[ServeTheHome] AMD Intros Instinct MI350P Accelerator: CDNA 4 Comes to PCIe Cards
Posted by Noble00_@reddit | hardware | View on Reddit | 36 comments
This was a bit of a surprise. All that compute for your local needs, but at what cost? ...very expensive most likely.
Fit-Produce420@reddit
At 144GB this is intended for businesses that don't need full clusters, it's not aimed at home users and the price will be reflective of it as a business investment.
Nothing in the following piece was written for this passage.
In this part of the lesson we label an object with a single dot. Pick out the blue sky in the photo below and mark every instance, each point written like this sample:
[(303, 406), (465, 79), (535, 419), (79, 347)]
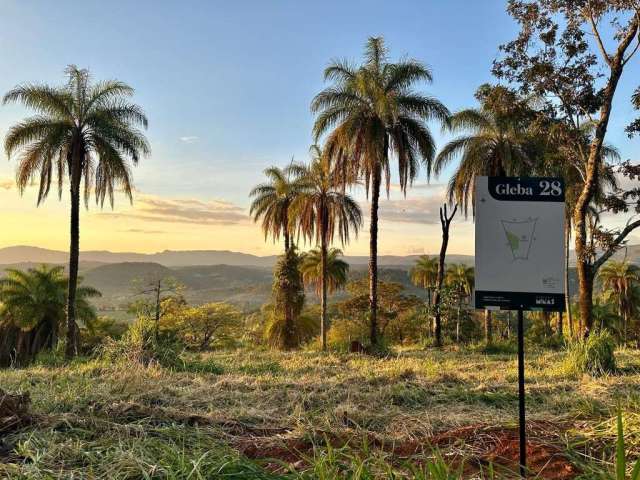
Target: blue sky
[(227, 85)]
Just slightly less bandwidth than h200 but no cuda.
Probably $30,000.
SirActionhaHAA@reddit
C'mon, a mi355x is around $30k. This is a half sized gpu, half the silicon and half the memory. Somehow ya think that it's gonna cost the same. 🤷🏻
Fit-Produce420@reddit
Huh for some reason I thought they were more, no reason to get this over a cuda solution.
Express_Living2264@reddit
the issue is still 'can you get a cuda solution?' They are living because nvidia can't saturate the market.
alwayswashere@reddit
i have 4x R9700 ripping about 20% slower than a cuda setup for lass than 1/2 the cost. soon to be on par.
Express_Living2264@reddit
should be an AMD slogan. The reality sadly it never happens.
waiting_for_zban@reddit
There is litlle value to choose this over a cluster of RTX 6000 Pro if AMD rolls that high. You could snag nearly 4 RTX 6000 Pro (96x 4= ~400 GB GDDR7 VRAM) for the same price. Not to mention, ROCm is not a positive feature.
I am at least happy there will be more high VRAM PCIe options on the market beside the last versions of the MI210.
pellets@reddit
I’ve always wondered why AMD doesn’t make a CUDA compiler for their GPUs. There used to be a project for that, but last I looked, it was discontinued.
AnActualWizardIRL@reddit
They sort of do with HIP, but its more a transpiler with warts. It'll get you most of the way there, but you still have some work to do.
pellets@reddit
You can have independent implementations of closed standards. That’s how emulators often work.
Looks like there’s some new effort in that direction since I last looked. https://www.phoronix.com/review/radeon-cuda-zluda
EmergencyCucumber905@reddit
That's what HIP is.
pellets@reddit
Where does it say ROCm supports CUDA. It seems the use cases are similar, but moving between the two would require a rewrite.
EmergencyCucumber905@reddit
Not a re-write, a recompile.
I think this is one of the most misunderstood things about ROCm. HIP is semantically nearly identical to CUDA. The difference is syntactic sugar like function names prefixed with "hip" instead of "cu" or "cuda".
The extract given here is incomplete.